Friday, July 17, 2020

America's Librarian Nancy Pearl Does What She Does Best

I'm so sorry to keep doing this to you but I have another recommendation that doesn't come out until Sept. Blame the Library Love Fest gang at Harper Collins. Last week I spent two and a half glorious hours in the company of over eighteen hundred avid, reading librarians in a webinar hosted by Virginia Stanley and her crew. They have been keeping me sane for months with their weekly video chats, touting the latest, greatest books coming down the pike. 

One of them is "The Writer's Library" by readers' advisor extraordinaire, Nancy Pearl, and her friend, playwright Jeff Schwager. Nancy plugged in via Skype to regale us with the
story of the road trip across America that she and Jeff took in order to meet and interview their favorite authors in their home spaces. The result is a joy for all of us who worship writers and will give you a "must read" list that will take years to work through. 

Imagine sitting at the kitchen counter listening to Ayelet Waldman and her husband Michael Chabon reminisce about their first reading experiences, riffing off each other, filling in each other's blanks. Or think about joining Pulitzer Prize-winner Richard Ford in his Maine writing cabin, a haven that looks out over the water, while he explains that he was a kid who was always in trouble - his best buddy ended up in jail. He was in his forties before he discovered he was dyslexic. His teachers just opined that he didn't "apply" himself. Wonder what they think now?
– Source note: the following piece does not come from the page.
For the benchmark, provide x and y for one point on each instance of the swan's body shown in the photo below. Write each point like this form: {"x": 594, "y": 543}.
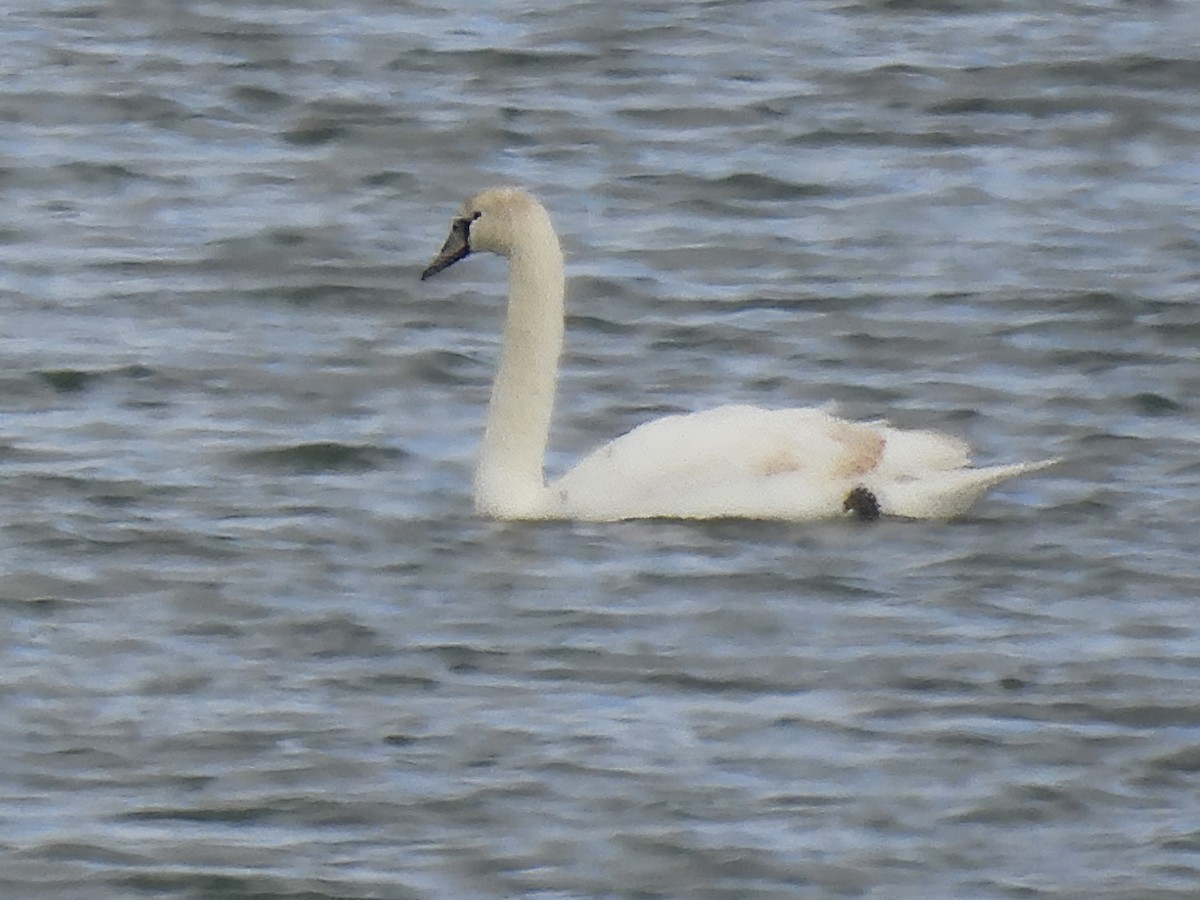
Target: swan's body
{"x": 733, "y": 461}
Nancy and Jeff caught up with Louise Erdrich at her bookstore, Birchbark Books, in Minneapolis. https://birchbarkbooks.com/ where she told them, music to our ears, that the library was her destination of choice. The large family was relatively poor so owning books was not an option. Still, she began reading by the age of four and was in the first class at Dartmouth that included women. 

I loved how so many of the authors Nancy and Jeff interviewed talked about what fun it was to see the cards in the back of library books with the names of everyone in town who had checked out and read that book. I remember this vividly myself as one of the quirks of small town life. 
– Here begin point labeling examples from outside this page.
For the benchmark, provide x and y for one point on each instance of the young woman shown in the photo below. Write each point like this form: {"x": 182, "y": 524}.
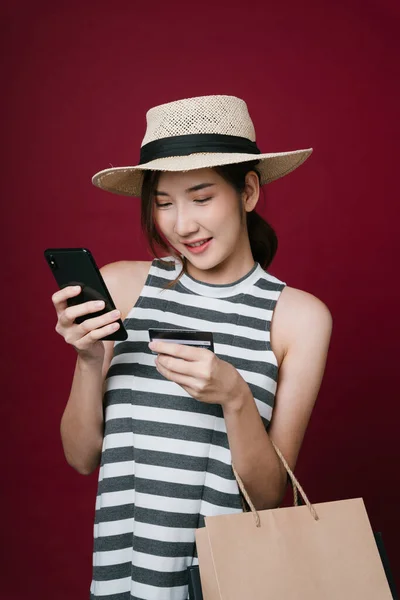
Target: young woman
{"x": 166, "y": 421}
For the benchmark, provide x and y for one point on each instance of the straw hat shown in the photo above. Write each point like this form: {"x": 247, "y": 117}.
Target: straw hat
{"x": 196, "y": 133}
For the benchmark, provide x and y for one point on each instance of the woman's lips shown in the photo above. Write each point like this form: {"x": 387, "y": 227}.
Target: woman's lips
{"x": 199, "y": 249}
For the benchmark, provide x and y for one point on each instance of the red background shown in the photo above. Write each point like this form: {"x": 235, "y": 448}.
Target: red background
{"x": 77, "y": 80}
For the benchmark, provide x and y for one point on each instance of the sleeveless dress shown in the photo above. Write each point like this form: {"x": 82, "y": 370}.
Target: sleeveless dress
{"x": 166, "y": 462}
Amor Towles entertained the two in a Victorian townhouse in Gramercy Park, his office graced by three walls of floor to ceiling shelves which includes an impressive number of first editions, we're told. Somehow that's just what I expected from the former lawyer whose debut novel, "The Rules of Civility," knocked out reviewers and then was followed by the incredible "A Gentleman in Moscow."

Book lovers will appreciate the unbridled enthusiasm that Nancy and Jeff exude when they talk about their favorite reading experiences. The depth and breadth of their knowledge is amazing so that they totally hold their own with their renowned subjects, to the point where they all spontaneously quote first lines from novels and long sections of poetry. It's great fun to learn how many of the writers, brought up in wildly differing circumstances, share the same childhood favorites that brought them to literature.

At the end of each interview is a list - oh how we love our lists - of the specific titles mentioned by the authors that had special meaning for them, informed their writing style, or is read year after year as proof of the book's staying power. This collection is a must read for all of you who suffer gladly from book lust!